En español | The U.S. Census Bureau has launched two new weekly surveys to measure the impact the coronavirus pandemic is having on families and small businesses during the next few months. These new surveys are going out to homes even while the agency works to complete its full count of the U.S. population for the 2020 Census.
While every household is legally required to complete the survey for the 2020 Census count, completion of the two new polls — Household Pulse Survey or the Small Business Pulse Survey — is voluntary.
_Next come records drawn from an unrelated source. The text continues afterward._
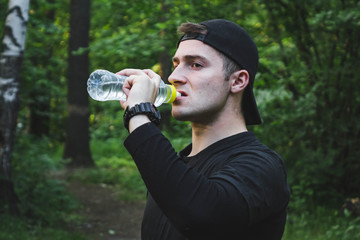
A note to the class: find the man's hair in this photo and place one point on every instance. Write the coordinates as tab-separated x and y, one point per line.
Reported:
188	28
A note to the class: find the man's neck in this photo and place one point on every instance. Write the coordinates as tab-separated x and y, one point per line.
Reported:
203	135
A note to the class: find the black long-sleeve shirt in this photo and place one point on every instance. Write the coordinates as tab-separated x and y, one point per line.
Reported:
234	189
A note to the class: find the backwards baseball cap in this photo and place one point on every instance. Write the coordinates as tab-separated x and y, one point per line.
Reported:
234	42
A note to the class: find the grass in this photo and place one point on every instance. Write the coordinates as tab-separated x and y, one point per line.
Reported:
47	208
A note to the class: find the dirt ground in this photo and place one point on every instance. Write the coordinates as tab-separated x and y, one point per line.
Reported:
105	217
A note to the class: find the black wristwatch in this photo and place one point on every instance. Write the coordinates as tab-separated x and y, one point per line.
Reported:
146	108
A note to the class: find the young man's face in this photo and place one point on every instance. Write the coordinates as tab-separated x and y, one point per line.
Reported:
199	77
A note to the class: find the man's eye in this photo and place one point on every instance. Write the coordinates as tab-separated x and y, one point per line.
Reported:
196	65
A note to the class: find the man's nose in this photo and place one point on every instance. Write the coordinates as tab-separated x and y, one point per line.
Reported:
177	76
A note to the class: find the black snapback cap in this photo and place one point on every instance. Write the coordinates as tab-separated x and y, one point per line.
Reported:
234	42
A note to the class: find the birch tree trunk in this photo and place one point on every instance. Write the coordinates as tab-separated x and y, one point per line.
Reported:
11	57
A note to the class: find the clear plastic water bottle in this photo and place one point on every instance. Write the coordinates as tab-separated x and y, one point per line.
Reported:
103	85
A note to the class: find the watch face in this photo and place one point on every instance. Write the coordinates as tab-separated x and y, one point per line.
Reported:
147	109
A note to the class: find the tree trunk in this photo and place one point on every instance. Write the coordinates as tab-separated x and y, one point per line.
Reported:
13	46
40	108
77	147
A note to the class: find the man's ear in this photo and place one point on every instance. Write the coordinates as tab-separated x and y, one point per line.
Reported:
239	80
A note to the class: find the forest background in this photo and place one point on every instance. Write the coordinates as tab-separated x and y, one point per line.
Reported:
307	90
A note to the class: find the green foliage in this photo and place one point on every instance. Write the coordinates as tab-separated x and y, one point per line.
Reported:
43	198
322	224
19	229
307	91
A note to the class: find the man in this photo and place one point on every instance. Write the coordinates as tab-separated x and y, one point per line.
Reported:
225	184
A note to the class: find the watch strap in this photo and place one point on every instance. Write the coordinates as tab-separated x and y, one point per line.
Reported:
146	108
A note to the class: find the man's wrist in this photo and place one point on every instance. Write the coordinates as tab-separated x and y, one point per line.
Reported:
145	112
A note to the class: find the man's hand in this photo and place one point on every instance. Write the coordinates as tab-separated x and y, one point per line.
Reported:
140	86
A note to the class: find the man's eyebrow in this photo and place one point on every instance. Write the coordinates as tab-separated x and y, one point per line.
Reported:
189	58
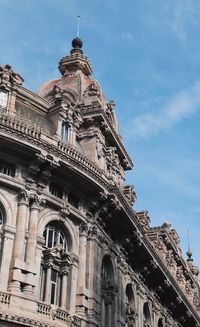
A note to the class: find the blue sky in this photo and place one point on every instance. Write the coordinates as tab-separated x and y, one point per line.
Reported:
146	55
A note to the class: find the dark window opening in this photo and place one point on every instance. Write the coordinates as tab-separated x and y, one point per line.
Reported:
73	200
55	190
7	169
54	236
3	100
65	132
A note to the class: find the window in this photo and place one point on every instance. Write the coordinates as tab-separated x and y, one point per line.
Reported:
55	265
73	200
129	307
3	100
55	190
53	286
1	218
7	169
108	291
54	236
2	221
146	315
65	132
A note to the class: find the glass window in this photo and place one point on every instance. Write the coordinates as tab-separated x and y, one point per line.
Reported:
7	169
73	200
53	286
54	236
1	218
55	190
3	100
64	132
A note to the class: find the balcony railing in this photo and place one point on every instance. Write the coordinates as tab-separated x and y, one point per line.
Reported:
4	298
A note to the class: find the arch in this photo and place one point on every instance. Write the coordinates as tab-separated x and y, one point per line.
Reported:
2	217
48	216
108	291
130	314
107	254
146	315
107	270
130	299
54	235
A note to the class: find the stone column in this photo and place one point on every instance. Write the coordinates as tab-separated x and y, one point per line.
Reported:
11	102
48	284
19	242
63	298
82	258
32	233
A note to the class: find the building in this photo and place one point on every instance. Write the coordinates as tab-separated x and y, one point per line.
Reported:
73	250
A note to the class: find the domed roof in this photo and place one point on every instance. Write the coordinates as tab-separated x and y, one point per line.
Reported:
76	81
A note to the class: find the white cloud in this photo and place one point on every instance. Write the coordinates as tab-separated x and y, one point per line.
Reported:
184	12
127	36
181	106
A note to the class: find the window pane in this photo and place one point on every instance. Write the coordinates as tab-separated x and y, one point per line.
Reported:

Federal agencies will use the data from the two new surveys to shape the government's real-time response to the health care and economic crisis the new coronavirus has caused.
The Household Pulse Survey (HPS) is a 20-minute online survey that will ask people about how the pandemic has affected their physical and mental health, access to health care, jobs, spending patterns and housing. The survey also asks if the temporary shutdowns to deter the spread of the virus has limited the household's access to food or disrupted schooling.
"In order to support the nation's recovery, we need to know the ways this pandemic has affected people's lives and livelihoods,” the bureau says. “Data from this survey will show the widespread effects of COVID-19 on individuals, families and communities across the country."
The bureau will randomly select people to participate in the HPS based on your address. If you are selected, you will receive an email from COVID.firstname.lastname@example.org with a link to complete the survey. The bureau may send you follow-up reminders if you do not respond to the initial survey request. All emails from the bureau will include census.gov in the email address and all of the information in your responses will be kept confidential.
The second new questionnaire, the Small Business Pulse Survey, each week will be sent to 100,000 businesses with fewer than 500 employees. It asks questions about closures, changes in staffing, supply chain disruptions, the use of federal assistance and expectations about future operations.
The data from the HPS is planned to be posted weekly beginning in mid-May and is expected to include estimates for all 50 states, the District of Columbia and Puerto Rico, as well as for the nation's 15 largest urban areas.